For three years, she has been battling with a kidney disorder which actually began as the “normal malaria and typhoid fever” in 2005. Then, like most people in the country, she would take antimalarials each time she felt weak, expecting all symptoms to disappear. They never did.
“During my NYSC service I discovered my eyes would just go blank and I would ask my friends if they also experienced the momentary darkness. Within minutes, the darkness would disappear and my eyes would become clearer. Then the symptoms of body weakness would start and I would assume I had malaria as usual
“Once when I got home, I told my mum, as I wasn’t married then, about the symptoms and she took me to Asokoro General Hospital. The doctor dilated my eye and after examination he told me I was hypertensive and referred me to a Nephrologist (specialist in the treatment and management of kidney diseases).
“We went to Custom hospital, where the doctor sent me for an Echo scan in Area 11, Abuja, saying it is not normal for a small girl to be so Hypertensive. The scan showed that my kidneys are bad”
”I continued treatment until I got married in 2009 and had a son in 2010. Then my kidneys had packed up. I was still managing it until 2013 when I was told I must be on dialysis twice every week to live. My husband abandoned me and our son and I’ve been living with my parents since then until now.
Inia says living with a kidney disease is one harrowing experience better imagined that experienced.

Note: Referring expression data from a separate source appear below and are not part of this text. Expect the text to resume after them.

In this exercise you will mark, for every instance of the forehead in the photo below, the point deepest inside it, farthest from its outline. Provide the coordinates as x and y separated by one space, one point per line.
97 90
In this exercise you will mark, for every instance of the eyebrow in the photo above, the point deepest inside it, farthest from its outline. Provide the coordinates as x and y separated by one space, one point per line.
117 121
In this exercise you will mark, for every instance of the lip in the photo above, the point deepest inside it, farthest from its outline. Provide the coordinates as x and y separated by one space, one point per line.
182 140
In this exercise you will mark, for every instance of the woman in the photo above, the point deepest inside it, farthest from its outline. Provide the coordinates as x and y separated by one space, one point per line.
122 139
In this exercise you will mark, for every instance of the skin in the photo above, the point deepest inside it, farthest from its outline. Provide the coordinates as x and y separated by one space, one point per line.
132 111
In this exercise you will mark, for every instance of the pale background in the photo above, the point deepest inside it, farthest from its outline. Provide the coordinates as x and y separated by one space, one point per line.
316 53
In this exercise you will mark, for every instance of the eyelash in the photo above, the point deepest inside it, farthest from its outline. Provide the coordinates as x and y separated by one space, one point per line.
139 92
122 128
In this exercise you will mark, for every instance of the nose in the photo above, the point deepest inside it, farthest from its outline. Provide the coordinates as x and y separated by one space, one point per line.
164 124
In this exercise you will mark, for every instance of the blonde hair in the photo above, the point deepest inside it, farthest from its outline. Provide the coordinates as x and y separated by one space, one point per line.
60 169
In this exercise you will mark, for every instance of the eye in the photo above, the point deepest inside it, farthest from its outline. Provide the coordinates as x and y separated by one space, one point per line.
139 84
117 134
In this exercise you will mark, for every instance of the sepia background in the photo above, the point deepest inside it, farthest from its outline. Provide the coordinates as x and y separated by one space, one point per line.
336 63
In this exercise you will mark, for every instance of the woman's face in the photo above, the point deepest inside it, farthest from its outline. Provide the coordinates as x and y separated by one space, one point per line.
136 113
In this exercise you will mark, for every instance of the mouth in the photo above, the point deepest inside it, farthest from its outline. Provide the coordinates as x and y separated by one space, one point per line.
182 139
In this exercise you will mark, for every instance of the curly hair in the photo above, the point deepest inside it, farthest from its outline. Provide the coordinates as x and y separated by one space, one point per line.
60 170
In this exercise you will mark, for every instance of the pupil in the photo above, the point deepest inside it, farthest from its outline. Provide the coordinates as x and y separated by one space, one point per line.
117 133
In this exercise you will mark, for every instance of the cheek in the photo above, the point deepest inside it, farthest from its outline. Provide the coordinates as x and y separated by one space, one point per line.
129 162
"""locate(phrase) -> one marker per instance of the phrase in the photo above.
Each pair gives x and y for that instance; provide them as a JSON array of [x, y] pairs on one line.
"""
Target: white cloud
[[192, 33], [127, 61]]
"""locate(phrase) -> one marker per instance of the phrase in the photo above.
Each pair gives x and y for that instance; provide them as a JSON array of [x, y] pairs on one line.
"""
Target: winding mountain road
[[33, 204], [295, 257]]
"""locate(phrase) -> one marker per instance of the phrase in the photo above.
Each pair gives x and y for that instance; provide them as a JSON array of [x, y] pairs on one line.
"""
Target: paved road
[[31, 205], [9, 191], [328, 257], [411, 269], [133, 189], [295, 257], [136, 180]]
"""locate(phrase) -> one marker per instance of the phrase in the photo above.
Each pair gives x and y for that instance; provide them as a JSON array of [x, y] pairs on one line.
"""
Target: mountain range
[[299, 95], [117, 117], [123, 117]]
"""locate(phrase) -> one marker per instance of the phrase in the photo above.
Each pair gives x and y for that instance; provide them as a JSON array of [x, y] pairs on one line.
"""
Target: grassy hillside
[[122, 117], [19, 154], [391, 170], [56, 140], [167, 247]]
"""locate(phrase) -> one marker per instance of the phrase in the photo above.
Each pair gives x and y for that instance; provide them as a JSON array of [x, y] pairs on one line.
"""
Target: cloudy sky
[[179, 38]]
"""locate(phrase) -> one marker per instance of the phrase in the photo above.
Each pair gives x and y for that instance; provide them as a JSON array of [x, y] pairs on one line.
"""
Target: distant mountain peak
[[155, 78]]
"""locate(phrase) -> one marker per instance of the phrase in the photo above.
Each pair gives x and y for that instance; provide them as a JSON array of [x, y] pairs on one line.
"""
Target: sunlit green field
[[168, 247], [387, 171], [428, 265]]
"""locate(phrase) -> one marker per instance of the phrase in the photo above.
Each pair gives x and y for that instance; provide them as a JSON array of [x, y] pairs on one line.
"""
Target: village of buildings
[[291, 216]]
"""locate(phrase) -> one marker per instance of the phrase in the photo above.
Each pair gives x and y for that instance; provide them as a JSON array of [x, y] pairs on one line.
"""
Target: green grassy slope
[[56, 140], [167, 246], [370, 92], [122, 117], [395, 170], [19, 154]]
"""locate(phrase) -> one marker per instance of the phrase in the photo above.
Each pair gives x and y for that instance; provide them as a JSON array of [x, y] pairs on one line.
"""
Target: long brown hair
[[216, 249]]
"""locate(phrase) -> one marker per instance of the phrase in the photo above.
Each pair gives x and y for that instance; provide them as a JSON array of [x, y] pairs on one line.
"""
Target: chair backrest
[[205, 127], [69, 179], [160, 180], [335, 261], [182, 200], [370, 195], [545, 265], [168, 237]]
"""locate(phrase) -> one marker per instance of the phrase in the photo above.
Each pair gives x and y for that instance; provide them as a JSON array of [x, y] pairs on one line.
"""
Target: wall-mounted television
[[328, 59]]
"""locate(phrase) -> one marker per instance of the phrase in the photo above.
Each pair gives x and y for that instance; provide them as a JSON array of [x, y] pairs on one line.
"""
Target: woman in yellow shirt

” It’s been hell since I started the dialysis,” she told NHO.
According to her, she spends N25,000 for a session of dialysis which she must undergo twice a week. With the injection and drugs that go with the dialysis and her routine drug for hypertension, her expenses could be up to N70, 000 every week “
“We now depend on good spirited Nigerians for dialysis because I can no longer afford it,” she told NHO in tears.
Now she must undergo a kidney transplant to stay alive. And this does not come cheap either. Doctors at the National Hospital estimates she will need about N15 million.
Her mother, Mrs Philomina Ebojie, says this has been the challenge facing the family as they pray every day not to lose her .
“We have exhausted our resources and are at the mercy of kind people for rescue,” Madam . Ebojie told NHO in an emotion-laden voice.
“Nigerians should please help us. Please don’t allow her to die,”, she pleads passionately, urging kind hearted and public spirited Nigerians and cooperate bodies to come to Inia’s aid.
In a medical report signed by consultant Nephrologist at the National Hospital, Dr Umoru M.B, stated that Inia is being managed for end stage Renal disorder and has been on renal replacement therapy via Hemodialysis for the past 3 years.
The report confirms that said she undergoes Hemodialysis twice weekly, saying however she would benefit from definitive management with Renal transplant.
Inia says this is well beyond her and the family. She’s however hopeful that kind hearted Nigerians and even the international community would come to her aid so she could be a mother she craved to be to her son.
“I need help, please come to my aid,” she pleads.